In his university days in India, Satya Nadella, likely the next chief executive officer of Microsoft, was a relentless questioner. “When all other students will quietly listen to what I would teach, he will ask a lot of questions – ‘why does it have to be like this, why can’t we do it like this?’,” said Harishchandra Hebbar, who taught digital electronics to Nadella at Manipal University.


Sometimes it felt like he was just testing my patience,” said Hebbar, laughing. That questioning nature has served Nadella well in his 22-year career at Microsoft, the world’s largest software company. Last year he was promoted to run the company’s fast-expanding cloud, or Internet-based, computing initiatives. His elevation to the top spot at Microsoft would end a five-month search for a tech-savvy heavy-hitter to lead the company co-founded by Bill Gates. A source familiar with the matter told Reuters on Thursday that Nadella’s appointment was likely, although the board had not yet met to finalize it.


Nadella grew up in the southern Indian city of Hyderabad, a technology hub that is home to the biggest Microsoft research and development center outside of the United States. His father was a member of the elite Indian Administrative Service and a member of the Planning Commission during 2004-2009 under Prime Minister Manmohan Singh. His father, B. N. Yugandhar, who still lives in Hyderabad, declined to speak with Reuters when reached by phone.


Born in 1967, Nadella attended the prestigious Hyderabad Public School, where he met his future wife. Nadella studied electronics and communication engineering, at Manipal University, where people who knew him at the time described him as friendly, modest and well-spoken.


Manipal is a mid-ranking private institution, and does not have the cachet of the elite Indian Institute of Technology (IIT) and Indian Institute of Management (IIM) where many of India’s global power players were educated. If he gets the top job at Microsoft, Nadella would join the growing list of Indian-born executives to head a major global corporation. They already include PepsiCo Inc CEO Indra Nooyi and Deutsche Bank co-CEO Executive Anshu Jain.


After graduating in 1988, Nadella, like many ambitious Indians, moved to the United States to study, earning a master’s degree in computer science from the University of Wisconsin-Milwaukee.

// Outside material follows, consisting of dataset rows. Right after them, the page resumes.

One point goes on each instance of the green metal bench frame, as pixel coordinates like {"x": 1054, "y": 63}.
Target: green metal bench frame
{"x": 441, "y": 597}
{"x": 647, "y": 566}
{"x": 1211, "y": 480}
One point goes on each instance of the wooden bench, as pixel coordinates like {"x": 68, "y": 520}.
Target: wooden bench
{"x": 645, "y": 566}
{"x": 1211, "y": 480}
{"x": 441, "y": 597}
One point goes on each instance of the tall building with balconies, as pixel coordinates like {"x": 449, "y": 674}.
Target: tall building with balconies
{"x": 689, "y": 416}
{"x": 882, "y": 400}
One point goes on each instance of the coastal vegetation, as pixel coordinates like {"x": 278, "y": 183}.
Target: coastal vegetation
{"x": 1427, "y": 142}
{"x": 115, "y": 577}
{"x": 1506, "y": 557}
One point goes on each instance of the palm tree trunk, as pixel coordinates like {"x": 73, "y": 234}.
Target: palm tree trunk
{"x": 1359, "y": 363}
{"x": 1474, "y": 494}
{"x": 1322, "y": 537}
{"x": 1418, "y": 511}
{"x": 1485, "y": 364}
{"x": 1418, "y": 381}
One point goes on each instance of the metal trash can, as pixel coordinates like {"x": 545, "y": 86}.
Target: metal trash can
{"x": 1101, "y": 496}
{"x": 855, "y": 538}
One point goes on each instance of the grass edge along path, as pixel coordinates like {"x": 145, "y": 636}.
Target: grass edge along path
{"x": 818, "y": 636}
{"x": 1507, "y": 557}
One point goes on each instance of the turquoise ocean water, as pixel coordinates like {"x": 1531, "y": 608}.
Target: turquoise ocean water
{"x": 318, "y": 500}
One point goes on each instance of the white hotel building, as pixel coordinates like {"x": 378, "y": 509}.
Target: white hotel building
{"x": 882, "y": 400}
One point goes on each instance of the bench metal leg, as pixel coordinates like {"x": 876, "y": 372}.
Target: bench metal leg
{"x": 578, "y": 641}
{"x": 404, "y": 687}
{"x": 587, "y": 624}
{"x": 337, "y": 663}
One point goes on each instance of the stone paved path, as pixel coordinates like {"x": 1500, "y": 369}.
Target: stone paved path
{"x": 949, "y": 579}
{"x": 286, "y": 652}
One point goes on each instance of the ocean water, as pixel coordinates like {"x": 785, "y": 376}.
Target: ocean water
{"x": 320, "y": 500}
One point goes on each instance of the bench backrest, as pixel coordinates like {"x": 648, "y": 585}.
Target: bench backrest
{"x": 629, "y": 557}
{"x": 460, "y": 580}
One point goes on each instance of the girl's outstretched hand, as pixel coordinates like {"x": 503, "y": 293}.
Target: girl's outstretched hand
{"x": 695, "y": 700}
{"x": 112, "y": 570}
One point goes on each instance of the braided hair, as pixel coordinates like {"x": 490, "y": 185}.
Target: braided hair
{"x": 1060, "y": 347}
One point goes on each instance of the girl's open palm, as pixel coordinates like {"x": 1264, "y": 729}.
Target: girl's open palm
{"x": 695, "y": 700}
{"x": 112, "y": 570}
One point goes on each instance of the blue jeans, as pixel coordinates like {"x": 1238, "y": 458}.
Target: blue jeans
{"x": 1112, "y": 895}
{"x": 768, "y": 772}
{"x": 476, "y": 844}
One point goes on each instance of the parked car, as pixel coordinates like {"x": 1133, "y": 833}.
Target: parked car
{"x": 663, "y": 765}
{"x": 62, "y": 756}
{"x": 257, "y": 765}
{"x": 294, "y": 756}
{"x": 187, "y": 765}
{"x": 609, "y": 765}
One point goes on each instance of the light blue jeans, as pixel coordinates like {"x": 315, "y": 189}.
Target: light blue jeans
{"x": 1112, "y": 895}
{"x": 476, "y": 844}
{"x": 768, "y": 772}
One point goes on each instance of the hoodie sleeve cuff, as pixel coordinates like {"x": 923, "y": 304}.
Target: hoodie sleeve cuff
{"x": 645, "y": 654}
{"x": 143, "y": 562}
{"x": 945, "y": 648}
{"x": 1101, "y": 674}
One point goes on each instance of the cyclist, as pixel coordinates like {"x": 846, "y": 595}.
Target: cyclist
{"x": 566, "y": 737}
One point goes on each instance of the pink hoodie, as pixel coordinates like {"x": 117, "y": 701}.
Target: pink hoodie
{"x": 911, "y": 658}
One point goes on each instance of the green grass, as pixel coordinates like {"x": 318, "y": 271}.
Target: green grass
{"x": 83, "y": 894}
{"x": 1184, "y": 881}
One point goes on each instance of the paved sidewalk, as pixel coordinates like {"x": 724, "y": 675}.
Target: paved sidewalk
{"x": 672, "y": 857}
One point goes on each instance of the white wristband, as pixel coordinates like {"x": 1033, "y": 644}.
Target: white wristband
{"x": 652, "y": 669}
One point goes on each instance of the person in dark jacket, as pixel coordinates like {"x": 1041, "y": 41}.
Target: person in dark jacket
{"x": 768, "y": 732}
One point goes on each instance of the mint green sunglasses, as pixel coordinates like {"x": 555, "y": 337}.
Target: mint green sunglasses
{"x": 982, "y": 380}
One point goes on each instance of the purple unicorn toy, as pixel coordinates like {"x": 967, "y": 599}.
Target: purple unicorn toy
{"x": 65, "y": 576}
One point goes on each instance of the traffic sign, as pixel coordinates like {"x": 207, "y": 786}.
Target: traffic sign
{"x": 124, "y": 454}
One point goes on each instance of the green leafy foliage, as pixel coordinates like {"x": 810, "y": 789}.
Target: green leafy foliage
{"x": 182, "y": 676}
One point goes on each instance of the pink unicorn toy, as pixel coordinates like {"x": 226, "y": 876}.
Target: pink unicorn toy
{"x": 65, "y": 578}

Ganesh Prasad, a classmate of Nadella at Manipal who remains in touch with him, recalled a conversation in 1991 when Nadella was working at Sun Microsystems.“We were having a conversation and talking about Sun as the future of hardware … and he was like: ‘you know where I need to go? I need to be in software and I need to be in marketing and I need to be in Microsoft’,” Prasad recalled by phone from Bangalore, where he now lives.

Prasad, who worked for 20 years in the United States with Intel Inc, said Nadella started with a base in technology and then became interested in how to market it – a skill set that will be called upon in his new role. By comparison, Microsoft’s previous CEO, Steve Ballmer, was regarded more as a salesman and cheerleader than a technology visionary.


While he comes from a very strong technology background, his outlook over the years has changed to: ‘so, what, what am I going to do with this thing? How do I position it? How do I make sense of it all?’,” said Prasad.